To the extent that any information provided in this form constitutes Protected Health Information, I hereby authorize and consent to its release to any emergency response personnel of, but not limited to, the Carmel Fire Department, the Carmel Police Department, and the Hamilton County Public Safety Communications (9-1-1 dispatch), to be used to assist emergency response personnel in case of an emergency.
- This consent is subject to revocation at any time by notifying the Carmel Fire Department in writing, except to the extent that action has been taken in reliance on the consent.
- Any future treatment, payment, enrollment, or eligibility for benefits is not conditioned upon whether or not this release is authorized and/or consented to.
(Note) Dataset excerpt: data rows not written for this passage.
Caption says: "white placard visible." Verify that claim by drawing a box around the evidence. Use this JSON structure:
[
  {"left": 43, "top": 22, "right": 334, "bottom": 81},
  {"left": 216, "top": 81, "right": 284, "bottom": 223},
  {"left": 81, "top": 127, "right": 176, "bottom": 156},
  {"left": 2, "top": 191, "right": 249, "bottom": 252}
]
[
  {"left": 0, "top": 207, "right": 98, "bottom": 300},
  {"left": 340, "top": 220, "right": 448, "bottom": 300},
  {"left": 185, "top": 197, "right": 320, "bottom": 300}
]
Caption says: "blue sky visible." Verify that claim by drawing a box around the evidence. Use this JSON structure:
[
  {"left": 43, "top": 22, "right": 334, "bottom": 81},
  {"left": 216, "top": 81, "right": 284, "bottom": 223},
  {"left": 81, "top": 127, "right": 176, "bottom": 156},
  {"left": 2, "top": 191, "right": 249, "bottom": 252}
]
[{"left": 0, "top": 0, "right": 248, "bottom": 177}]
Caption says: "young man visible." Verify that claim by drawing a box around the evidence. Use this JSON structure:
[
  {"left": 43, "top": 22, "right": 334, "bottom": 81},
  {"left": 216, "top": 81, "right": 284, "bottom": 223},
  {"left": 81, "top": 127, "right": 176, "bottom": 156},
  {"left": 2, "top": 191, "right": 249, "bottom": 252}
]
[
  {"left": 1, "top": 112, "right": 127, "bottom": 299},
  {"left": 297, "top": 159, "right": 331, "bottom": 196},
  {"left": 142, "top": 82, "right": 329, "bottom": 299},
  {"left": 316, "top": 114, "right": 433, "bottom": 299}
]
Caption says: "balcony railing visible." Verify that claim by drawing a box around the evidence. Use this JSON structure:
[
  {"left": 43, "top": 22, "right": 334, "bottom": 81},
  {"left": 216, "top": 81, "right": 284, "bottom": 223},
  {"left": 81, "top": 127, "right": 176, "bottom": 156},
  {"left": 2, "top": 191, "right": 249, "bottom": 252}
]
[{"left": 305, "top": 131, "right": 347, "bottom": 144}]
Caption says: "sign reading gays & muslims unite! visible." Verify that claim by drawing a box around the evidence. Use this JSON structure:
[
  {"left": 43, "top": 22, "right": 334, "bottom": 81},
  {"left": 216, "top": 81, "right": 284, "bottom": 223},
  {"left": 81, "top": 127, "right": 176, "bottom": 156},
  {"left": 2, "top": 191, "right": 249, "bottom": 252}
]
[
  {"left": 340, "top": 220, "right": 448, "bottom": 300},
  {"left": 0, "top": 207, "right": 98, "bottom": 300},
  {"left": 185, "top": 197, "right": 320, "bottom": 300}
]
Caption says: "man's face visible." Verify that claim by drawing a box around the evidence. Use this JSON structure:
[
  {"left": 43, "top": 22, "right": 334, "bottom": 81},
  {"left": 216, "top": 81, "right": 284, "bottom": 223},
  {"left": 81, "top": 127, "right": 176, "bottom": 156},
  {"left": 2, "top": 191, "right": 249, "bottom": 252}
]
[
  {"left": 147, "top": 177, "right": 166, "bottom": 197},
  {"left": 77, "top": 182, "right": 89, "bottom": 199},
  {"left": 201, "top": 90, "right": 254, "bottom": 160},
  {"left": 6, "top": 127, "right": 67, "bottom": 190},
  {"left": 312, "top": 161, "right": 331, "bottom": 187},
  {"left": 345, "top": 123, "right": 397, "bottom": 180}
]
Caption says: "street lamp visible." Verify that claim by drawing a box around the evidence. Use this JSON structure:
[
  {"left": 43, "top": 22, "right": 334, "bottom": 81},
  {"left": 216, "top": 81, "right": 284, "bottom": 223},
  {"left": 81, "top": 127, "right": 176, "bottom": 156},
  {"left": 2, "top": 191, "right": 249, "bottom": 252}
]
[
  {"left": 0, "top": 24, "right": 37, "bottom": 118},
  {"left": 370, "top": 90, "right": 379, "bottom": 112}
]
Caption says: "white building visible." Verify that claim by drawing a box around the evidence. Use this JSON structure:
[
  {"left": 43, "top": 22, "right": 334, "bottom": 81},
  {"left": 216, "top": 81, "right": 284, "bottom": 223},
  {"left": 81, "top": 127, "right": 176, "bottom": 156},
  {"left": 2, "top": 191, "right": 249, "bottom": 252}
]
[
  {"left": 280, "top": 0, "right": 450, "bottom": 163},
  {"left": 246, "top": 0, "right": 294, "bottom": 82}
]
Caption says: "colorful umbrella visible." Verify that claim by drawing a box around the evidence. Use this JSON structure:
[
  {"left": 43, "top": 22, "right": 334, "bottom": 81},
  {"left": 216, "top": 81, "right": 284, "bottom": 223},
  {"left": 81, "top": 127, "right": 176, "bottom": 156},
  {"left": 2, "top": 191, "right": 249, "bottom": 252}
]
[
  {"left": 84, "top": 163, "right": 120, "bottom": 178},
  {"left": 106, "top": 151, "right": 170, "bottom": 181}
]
- There is potential that information disclosed under the terms of the authorization will be redisclosed by the recipient and no longer protected by 45 CFR Part 164, Subpart E.
I understand that, by providing the above information, a state, county, or municipal emergency responder, including any present and former officer, agent, and/or employee of, but not limited to, the Carmel Fire Department, the Carmel Police Department, and the Hamilton County Public Safety Communications (9-1-1 dispatch), does not assume any responsibility or duty beyond that which is provided for under applicable law.
I agree to provide timely written notice to the Carmel Fire Department of any changes to the information provided above, including, but not limited to, a change of residence or a change to the specific need(s) of the Resident.
I affirm, under penalty of perjury, that the information provided above is accurate and true to the best of my knowledge, and understand that if I have intentionally or knowingly provided incorrect information I may be subject to criminal and/or civil liability.
This information, included the consent, WILL expire every 12 months. In order to remain part of the Specific Response Registry, this form must be completed every 12 months.
I understand that my electronic signature constitutes a legal signature confirming that I acknowledge and agree to the above.